2) Boredoms, Vision*Creation*Newsun (WEA Japan).
The Boredoms' previous album, Super æ, is one of my personal Top
Five desert-island whatevers, a trance-rock record so intense it knocks the
breath out of me every time I put it on. I resolved that I had to hear
everything they recorded after that. Which is how I came to buy the cringingly
expensive limited-edition boxed-set version of
Vision*Creation*Newsun. The real attraction isn't the
badly recorded bonus live disc but what happens when you open the box and
expose it to light: a photosensitive cell croaks like a bunch of frogs.
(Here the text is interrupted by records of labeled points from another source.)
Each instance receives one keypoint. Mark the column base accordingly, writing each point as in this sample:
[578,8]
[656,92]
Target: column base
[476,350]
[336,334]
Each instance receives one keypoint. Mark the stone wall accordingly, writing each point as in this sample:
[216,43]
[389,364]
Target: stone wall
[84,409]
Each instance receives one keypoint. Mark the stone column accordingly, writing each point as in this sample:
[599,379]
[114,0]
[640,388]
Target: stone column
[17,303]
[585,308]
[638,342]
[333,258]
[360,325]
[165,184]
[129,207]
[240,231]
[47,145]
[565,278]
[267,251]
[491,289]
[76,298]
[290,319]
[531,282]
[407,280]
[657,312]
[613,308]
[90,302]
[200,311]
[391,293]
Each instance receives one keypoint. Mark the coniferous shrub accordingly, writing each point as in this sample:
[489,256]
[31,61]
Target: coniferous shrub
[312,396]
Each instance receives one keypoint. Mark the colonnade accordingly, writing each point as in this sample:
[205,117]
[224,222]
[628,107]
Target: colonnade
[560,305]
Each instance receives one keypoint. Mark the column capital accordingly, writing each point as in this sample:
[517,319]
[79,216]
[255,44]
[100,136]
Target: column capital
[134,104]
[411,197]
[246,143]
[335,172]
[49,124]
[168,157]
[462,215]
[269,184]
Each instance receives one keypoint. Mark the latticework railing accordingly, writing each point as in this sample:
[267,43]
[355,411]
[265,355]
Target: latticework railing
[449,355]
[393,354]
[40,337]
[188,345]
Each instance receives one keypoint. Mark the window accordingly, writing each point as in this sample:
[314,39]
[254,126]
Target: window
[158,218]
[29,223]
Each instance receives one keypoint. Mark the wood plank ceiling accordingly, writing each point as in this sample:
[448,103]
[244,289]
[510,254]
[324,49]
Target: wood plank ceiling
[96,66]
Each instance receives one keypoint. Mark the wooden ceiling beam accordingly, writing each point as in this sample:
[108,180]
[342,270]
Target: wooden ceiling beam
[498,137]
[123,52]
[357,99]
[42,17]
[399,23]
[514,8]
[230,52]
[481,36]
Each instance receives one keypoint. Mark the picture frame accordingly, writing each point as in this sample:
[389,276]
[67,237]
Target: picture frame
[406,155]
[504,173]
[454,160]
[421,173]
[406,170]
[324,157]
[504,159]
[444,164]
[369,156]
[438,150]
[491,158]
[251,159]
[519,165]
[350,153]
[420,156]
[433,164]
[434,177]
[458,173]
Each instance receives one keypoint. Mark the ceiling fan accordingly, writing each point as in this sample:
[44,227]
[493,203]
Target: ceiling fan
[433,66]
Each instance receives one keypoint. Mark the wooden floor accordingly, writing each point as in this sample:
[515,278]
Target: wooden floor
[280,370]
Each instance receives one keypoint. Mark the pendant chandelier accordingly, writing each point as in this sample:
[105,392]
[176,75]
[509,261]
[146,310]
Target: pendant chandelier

I find
the thought of that beautiful and cheering and worth the ludicrous cost, which
means that I am WEA Japan's lawful prey. (As for
Vision*Creation*Newsun itself, the album is practically a
remake of Super æ -- even revisiting some of the same riffs -- so
you'll enjoy it more as an extension than as a separate entity.)
3) The Spinanes, Imp Years EP (Merge). The problem isn't that two
of the last great artifacts from the last period where limited-pressing vinyl
seven-inch singles had intense subcultural cachet are finally on CD. Sensible
people don't want to keep the good stuff to themselves. It isn't even that the
two bonus tracks -- a sloppy Crackerbash collaboration and a little throwaway
-- aren't as good; why grouse? And "Hawaiian Baby" is one of the most beautiful
songs the whole self-adoring scene produced, with Rebecca Gates groping at the
edges of her own broken heart, drifting over to thoughts of a Verlaines song
that made her feel the same way as her own, and letting Scott Plouf's
matchlessly elegant drumming fill in the details. No, the problem is that
listening to it now, I hear hints of the flaws -- the too-guarded lyrics that
limbo-walk under sense, the singing that never changes tone -- that undermined
the final Spinanes record. Maria Callas fans talk about the wobble that
eventually destroyed her voice and how you can hear it even in her earliest
recordings. It seems despicable to listen so critically that all of the
pleasure of this stuff is lost.
4) The Who, The Blues to the Bush/1999 (Musicmaker.com). At a
press conference in New York last week, they rolled this out -- yet another
accursed live album from a band who haven't had a record of new material in 18
years -- and announced that the Who are going to be dragging themselves back
out on the road again this summer. Pete Townshend is incredibly smart and also
really mean. When writer Ira Robbins asked how the lads are getting on these
days, Townshend leaned forward, smiled, and purred, "We all love each other,
but we fucking hate you, Ira." A boilerplate question about how the Net is
changing music got the halting, boilerplate answer from Roger Daltrey that he
was worried about, uh . . . Napster, yes, Napster, and how
artists won't work if they're not getting paid -- and Townshend mouthed,
silently, "Yes. They. Will." Townshend is still a tremendous guitarist, but
they're just not listening to one another any more -- the album sounds
like five showoffs independently noodling to a click track. And the audience is
yelling along so loudly, it doesn't seem to be listening either. Of course, if
I weren't the kind of person High Fidelity's about, I'd never have
bothered with this in the first place.
5) Stevie Wonder, Talking Book (Motown). A test for severe
High Fidelity-type damage: what reminds you of That Break-Up, "Maybe
Your Baby" or Stevie Wonder's entire early-'70s output? For extra credit: do
the newly remastered editions solve the problem?